The issue of arming teachers also came up, and DeVos invalidated Trump’s idea even as she tried to promote it. “That should be an option for states and communities to consider. And I hesitate to think of, like, my first-grade teacher, Mrs. Zorhoff – I couldn’t ever imagine her having a gun and being trained in that way. But for those who are, who are capable, this is one solution that can and should be considered.” When asked about her clunky visit to Marjory Stoneman Douglas High School, the site of a Valentine’s Day gun massacre that killed 17 people, DeVos volunteered that she had asked to lead a task force on improving gun safety in schools – something that is ostensibly within the purview of her job. (I hesitate to even put this in the air, but God help us if the Secretary asks her warmonger brother, Erik Prince of Blackwater infamy, for ideas on how to protect schools.) But since DeVos has no business in the job that she has, it stands to question why any President would trust her to discover a solution that actually works.
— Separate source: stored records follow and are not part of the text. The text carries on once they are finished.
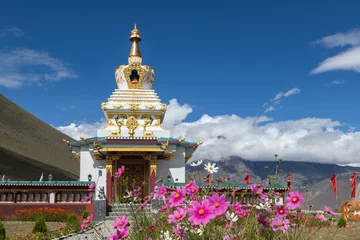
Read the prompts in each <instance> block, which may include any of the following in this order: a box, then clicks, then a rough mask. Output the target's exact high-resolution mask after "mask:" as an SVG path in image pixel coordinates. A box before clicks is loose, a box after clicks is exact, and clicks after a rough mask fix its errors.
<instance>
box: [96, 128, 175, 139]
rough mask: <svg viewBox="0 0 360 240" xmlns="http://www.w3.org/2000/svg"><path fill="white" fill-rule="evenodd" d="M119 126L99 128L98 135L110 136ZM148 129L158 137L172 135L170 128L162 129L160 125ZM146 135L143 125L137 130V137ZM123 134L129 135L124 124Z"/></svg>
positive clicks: (165, 137)
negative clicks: (113, 131) (170, 134)
mask: <svg viewBox="0 0 360 240" xmlns="http://www.w3.org/2000/svg"><path fill="white" fill-rule="evenodd" d="M117 130H118V128H117V127H116V126H112V127H108V128H106V129H98V130H97V136H98V137H108V136H110V132H112V131H117ZM146 131H150V132H153V133H154V136H155V137H157V138H161V137H164V138H169V137H170V130H165V129H162V128H160V127H147V128H146ZM143 135H144V128H143V127H138V128H137V129H136V130H135V134H134V136H135V137H142V136H143ZM121 136H123V137H129V136H130V135H129V130H128V129H127V127H125V126H123V127H121Z"/></svg>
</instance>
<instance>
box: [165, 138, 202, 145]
mask: <svg viewBox="0 0 360 240" xmlns="http://www.w3.org/2000/svg"><path fill="white" fill-rule="evenodd" d="M165 142H169V144H171V145H174V144H175V145H177V146H182V147H192V148H197V147H198V146H200V145H201V144H202V143H203V142H188V141H185V138H163V137H161V138H158V143H165Z"/></svg>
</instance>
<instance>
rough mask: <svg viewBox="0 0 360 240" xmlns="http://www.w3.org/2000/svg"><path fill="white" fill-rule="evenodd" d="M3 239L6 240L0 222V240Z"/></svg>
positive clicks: (3, 226)
mask: <svg viewBox="0 0 360 240" xmlns="http://www.w3.org/2000/svg"><path fill="white" fill-rule="evenodd" d="M5 238H6V232H5V227H4V225H3V224H2V222H1V221H0V240H5Z"/></svg>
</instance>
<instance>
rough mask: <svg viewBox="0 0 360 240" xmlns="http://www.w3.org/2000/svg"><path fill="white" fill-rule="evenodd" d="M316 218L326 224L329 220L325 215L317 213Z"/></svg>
mask: <svg viewBox="0 0 360 240" xmlns="http://www.w3.org/2000/svg"><path fill="white" fill-rule="evenodd" d="M315 218H317V219H319V220H321V221H324V222H326V221H327V220H328V219H327V218H326V217H325V216H324V215H323V214H321V213H317V214H316V216H315Z"/></svg>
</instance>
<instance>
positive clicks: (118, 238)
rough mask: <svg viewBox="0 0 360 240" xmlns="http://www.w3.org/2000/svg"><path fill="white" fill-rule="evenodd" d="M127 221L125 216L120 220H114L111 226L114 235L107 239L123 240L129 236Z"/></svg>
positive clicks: (128, 230)
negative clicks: (111, 227) (128, 235)
mask: <svg viewBox="0 0 360 240" xmlns="http://www.w3.org/2000/svg"><path fill="white" fill-rule="evenodd" d="M128 224H129V219H128V218H127V217H126V216H121V217H120V218H116V219H115V223H113V224H112V227H113V229H115V233H114V234H113V235H111V236H108V237H107V239H114V240H118V239H123V238H126V237H127V236H128V235H129V227H128Z"/></svg>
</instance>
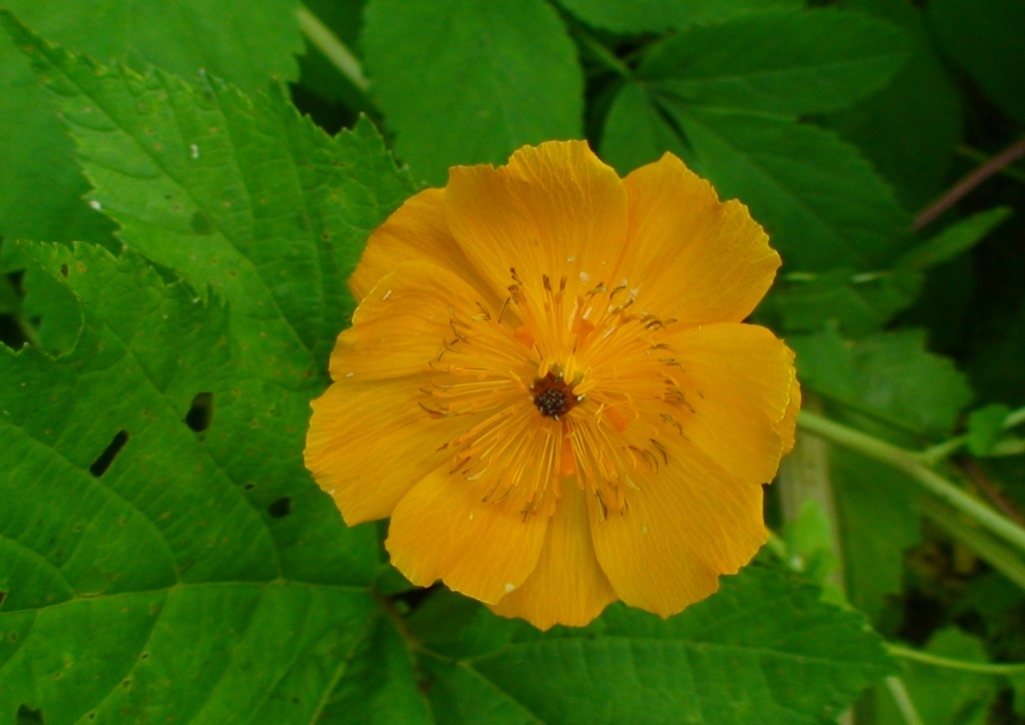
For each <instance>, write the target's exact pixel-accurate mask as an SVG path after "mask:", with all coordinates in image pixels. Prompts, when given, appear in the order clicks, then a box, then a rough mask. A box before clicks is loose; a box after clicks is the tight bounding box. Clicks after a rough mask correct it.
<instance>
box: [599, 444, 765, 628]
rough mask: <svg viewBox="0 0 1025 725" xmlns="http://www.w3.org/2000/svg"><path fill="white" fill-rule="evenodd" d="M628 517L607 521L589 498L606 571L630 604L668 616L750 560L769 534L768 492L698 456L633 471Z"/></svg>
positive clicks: (694, 598)
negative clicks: (641, 469) (731, 473)
mask: <svg viewBox="0 0 1025 725" xmlns="http://www.w3.org/2000/svg"><path fill="white" fill-rule="evenodd" d="M634 483H635V484H637V485H638V486H639V488H640V490H632V489H631V490H629V491H628V492H627V494H626V504H627V505H626V508H625V510H624V511H623V512H622V513H617V512H614V511H612V510H610V511H609V512H608V513H607V515H606V518H605V520H604V521H600V520H599V519H600V518H601V517H600V512H599V511H598V509H599V505H598V502H597V500H596V499H594V497H593V496H588V497H587V504H588V508H589V509H590V520H591V526H590V531H591V538H592V540H593V542H594V552H596V554H597V556H598V561H599V563H600V564H601V565H602V569H603V570H604V571H605V574H606V575H607V576H608V577H609V581H610V582H611V583H612V588H613V589H614V590H615V592H616V594H617V595H618V596H619V598H620V599H622V600H623V601H624V602H625V603H627V604H629V605H631V606H635V607H641V608H642V609H647V610H648V611H651V612H655V613H656V614H660V615H662V616H668V615H670V614H675V613H676V612H679V611H681V610H682V609H683V608H684V607H686V606H688V605H690V604H693V603H694V602H696V601H698V600H700V599H703V598H704V597H707V596H708V595H709V594H711V593H712V592H714V591H715V590H717V589H719V576H720V575H721V574H727V573H735V572H736V571H737V570H738V569H739V568H740V567H741V566H743V565H744V564H746V563H747V562H748V561H750V559H751V557H752V556H754V553H755V552H757V550H758V548H760V547H761V546H762V543H764V542H765V540H766V537H767V533H766V529H765V525H764V524H763V519H762V486H758V485H751V484H743V483H741V482H740V481H738V480H737V479H735V478H734V477H732V476H730V475H729V474H728V473H726V472H725V471H723V470H722V469H720V468H717V467H716V466H715V465H714V464H712V462H711V461H709V460H708V459H707V458H705V457H704V456H703V455H701V454H700V453H698V452H697V451H696V450H695V451H692V453H691V455H689V456H686V457H682V456H670V458H669V464H668V465H666V466H663V467H661V468H660V469H659V472H658V473H656V474H642V473H641V472H634Z"/></svg>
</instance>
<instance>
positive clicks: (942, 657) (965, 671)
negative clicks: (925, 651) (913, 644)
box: [887, 643, 1025, 675]
mask: <svg viewBox="0 0 1025 725" xmlns="http://www.w3.org/2000/svg"><path fill="white" fill-rule="evenodd" d="M887 650H888V651H889V652H890V654H892V655H893V656H895V657H900V658H901V659H908V660H910V661H914V662H922V663H925V664H933V666H935V667H938V668H946V669H947V670H960V671H962V672H974V673H978V674H980V675H1022V674H1025V663H1015V664H1010V663H1009V664H994V663H992V662H970V661H967V660H965V659H954V658H953V657H941V656H939V655H936V654H930V653H929V652H922V651H921V650H918V649H911V648H910V647H903V646H901V645H899V644H889V643H888V644H887Z"/></svg>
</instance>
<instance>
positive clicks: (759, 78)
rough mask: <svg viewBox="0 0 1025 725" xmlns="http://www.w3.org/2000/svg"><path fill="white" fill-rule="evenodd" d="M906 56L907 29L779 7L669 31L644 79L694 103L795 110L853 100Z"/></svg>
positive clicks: (818, 111) (653, 56)
mask: <svg viewBox="0 0 1025 725" xmlns="http://www.w3.org/2000/svg"><path fill="white" fill-rule="evenodd" d="M906 57H907V40H906V37H905V35H904V34H903V33H902V32H901V31H899V30H898V29H896V28H894V27H893V26H890V25H887V24H886V23H883V22H880V21H877V19H874V18H872V17H869V16H867V15H862V14H859V13H854V12H840V11H837V10H831V9H828V10H818V11H805V12H778V13H777V12H773V13H765V14H756V15H750V16H745V17H739V18H737V19H734V21H731V22H729V23H723V24H717V25H705V26H698V27H695V28H692V29H690V30H688V31H684V32H681V33H678V34H676V35H673V36H670V37H669V38H668V39H667V40H665V41H664V42H662V43H660V44H658V45H656V46H655V47H653V48H652V49H651V50H650V51H649V52H648V53H647V54H646V56H645V59H644V62H643V63H642V64H641V66H640V68H639V69H638V77H639V78H640V79H641V80H642V81H643V82H645V83H650V84H651V85H652V87H653V88H654V90H655V92H656V93H660V94H662V95H665V96H668V97H672V98H675V99H678V100H680V102H683V103H684V104H686V105H688V106H690V105H693V106H702V107H707V108H711V109H730V110H735V111H748V112H751V113H775V114H788V115H796V114H804V113H811V112H818V113H822V112H827V111H835V110H838V109H843V108H847V107H849V106H851V105H852V104H854V103H856V102H857V100H860V99H861V98H863V97H865V96H866V95H868V94H869V93H871V92H872V91H874V90H876V89H878V88H879V87H881V86H883V85H884V84H885V83H886V82H887V81H888V80H890V78H891V77H892V76H893V75H894V73H895V72H896V71H897V70H898V69H899V68H900V67H901V66H902V65H903V63H904V61H905V59H906Z"/></svg>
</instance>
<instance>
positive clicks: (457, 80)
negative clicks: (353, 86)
mask: <svg viewBox="0 0 1025 725" xmlns="http://www.w3.org/2000/svg"><path fill="white" fill-rule="evenodd" d="M362 43H363V47H364V50H365V52H366V61H367V70H368V75H369V76H370V79H371V81H372V89H373V92H374V95H375V98H376V100H377V103H378V105H379V106H380V108H381V110H382V111H383V112H384V115H385V118H386V119H387V123H388V125H389V127H391V128H392V129H393V130H394V131H395V136H396V153H397V155H398V156H399V157H400V158H402V159H403V160H405V161H407V162H408V163H409V164H410V166H411V167H412V168H413V171H414V173H415V174H416V175H417V176H421V177H423V178H425V179H427V180H428V182H430V183H432V184H436V185H440V184H443V183H444V182H445V179H446V173H447V170H448V167H449V166H452V165H455V164H467V163H482V162H491V163H496V164H497V163H502V162H504V161H505V160H506V159H507V158H508V156H509V154H510V153H511V152H512V151H514V150H516V149H518V148H520V147H521V146H523V145H524V144H538V143H540V142H542V140H547V139H549V138H579V137H581V134H582V121H581V119H582V115H583V78H582V74H581V71H580V67H579V65H578V63H577V61H576V51H575V49H574V47H573V43H572V42H571V41H570V39H569V36H568V35H567V34H566V30H565V28H564V27H563V25H562V22H561V21H560V18H559V16H558V14H557V13H556V11H555V10H553V9H552V8H551V7H550V6H549V5H548V4H546V3H545V2H543V0H441V1H439V0H433V1H429V2H428V1H427V0H370V1H369V2H368V4H367V11H366V26H365V27H364V31H363V36H362ZM410 69H416V72H415V73H411V72H410Z"/></svg>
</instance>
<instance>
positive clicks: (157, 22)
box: [0, 0, 302, 243]
mask: <svg viewBox="0 0 1025 725" xmlns="http://www.w3.org/2000/svg"><path fill="white" fill-rule="evenodd" d="M297 6H298V3H297V2H294V0H251V1H250V0H185V1H183V2H173V3H165V2H148V1H147V0H129V1H123V0H92V1H90V2H72V3H63V4H60V6H59V11H57V10H56V8H55V4H54V3H52V2H36V1H35V0H10V1H9V2H5V3H4V7H6V8H8V9H9V10H10V11H11V12H13V13H15V14H16V15H17V16H18V17H19V18H20V19H22V21H23V22H24V23H25V24H27V25H29V26H31V27H32V28H35V29H36V30H37V31H38V32H40V33H42V34H43V35H45V36H47V37H48V38H51V39H52V40H54V41H57V42H59V43H61V44H65V45H67V46H68V47H69V48H71V49H73V50H76V51H80V52H86V53H89V54H91V55H93V56H96V57H99V58H104V59H110V58H114V59H117V61H119V62H122V63H130V64H131V65H133V66H134V67H136V68H141V67H142V66H144V65H145V64H147V63H152V64H155V65H157V66H159V67H161V68H163V69H165V70H167V71H170V72H172V73H177V74H180V75H183V76H188V77H193V76H194V75H195V74H196V72H197V71H198V70H199V69H201V68H204V69H206V70H207V71H209V72H210V73H212V74H215V75H217V76H220V77H222V78H224V79H226V80H227V81H229V82H231V83H233V84H235V85H238V86H239V87H241V88H243V89H247V90H255V89H257V88H263V87H267V86H268V85H269V83H270V82H271V81H272V80H273V79H290V78H294V77H295V76H296V74H297V66H296V63H295V58H294V57H293V56H294V54H295V53H298V52H300V50H301V47H302V44H301V40H300V38H299V32H298V22H297V21H296V19H295V10H296V8H297ZM0 85H2V87H3V89H4V92H3V93H2V94H0V158H3V159H4V173H3V174H2V175H0V235H3V236H5V237H7V238H8V239H15V238H24V239H44V240H50V241H57V240H59V241H71V240H93V241H100V242H108V243H109V240H110V237H111V232H112V225H111V224H110V223H109V221H108V220H107V219H105V218H104V217H103V216H100V215H99V214H96V213H95V211H93V210H92V209H90V208H89V207H88V206H87V205H86V204H85V203H84V202H83V201H82V196H83V195H84V194H85V193H86V192H87V190H88V187H87V186H86V183H85V182H84V180H83V178H82V176H81V174H80V173H79V171H78V169H77V167H76V166H75V164H74V162H73V161H72V153H73V146H72V144H71V143H70V142H69V139H68V137H67V133H66V131H65V129H64V128H63V127H61V124H60V123H59V121H58V120H57V119H56V118H55V116H54V113H53V108H52V106H51V105H50V102H49V98H48V97H47V96H46V94H45V93H44V92H43V91H42V90H41V89H40V88H39V87H38V80H37V79H36V77H35V75H34V74H33V73H32V71H31V70H30V68H29V65H28V64H27V63H26V62H25V59H24V58H23V57H20V54H19V53H18V52H17V50H16V48H15V46H14V44H13V43H11V42H10V41H9V40H8V39H7V38H6V37H0Z"/></svg>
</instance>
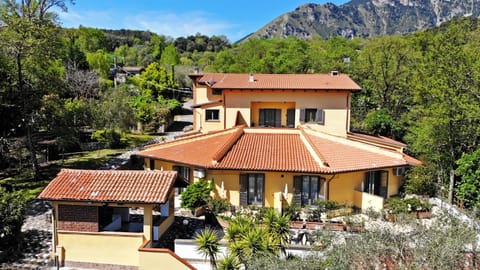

Unless he just didn’t care.
There may be nothing that we can do. There are hints of White House disappointment in DeVos’ performance last Sunday night – but though she is easily Trump’s biggest liability in the Cabinet, there is a risk in alienating a multibillionaire donor like her. There is no momentum to pressure the President to give her the Tillerson treatment. But at the risk of sounding jingoistic, it matters that we have a working government and institutions that work. Even as those institutions so regularly fail people who look like me, it is more important than ever that we work to preserve them. People who truly love this country challenge it to improve, and we see no impetus from Trump and his apologists to do as much. This goes beyond mere ineptitude. By nominating and supporting DeVos and others as dangerously ignorant and opportunistic as he, Trump has proven that he isn’t merely incompetent. We should never forget that he is doing this on purpose.
Editor’s Note: This story has been updated to reflect that Gina Haspel, Trump’s pick to head the CIA, did not oversee waterboarding of Abu Zubaydah, as previously reported by ProPublica.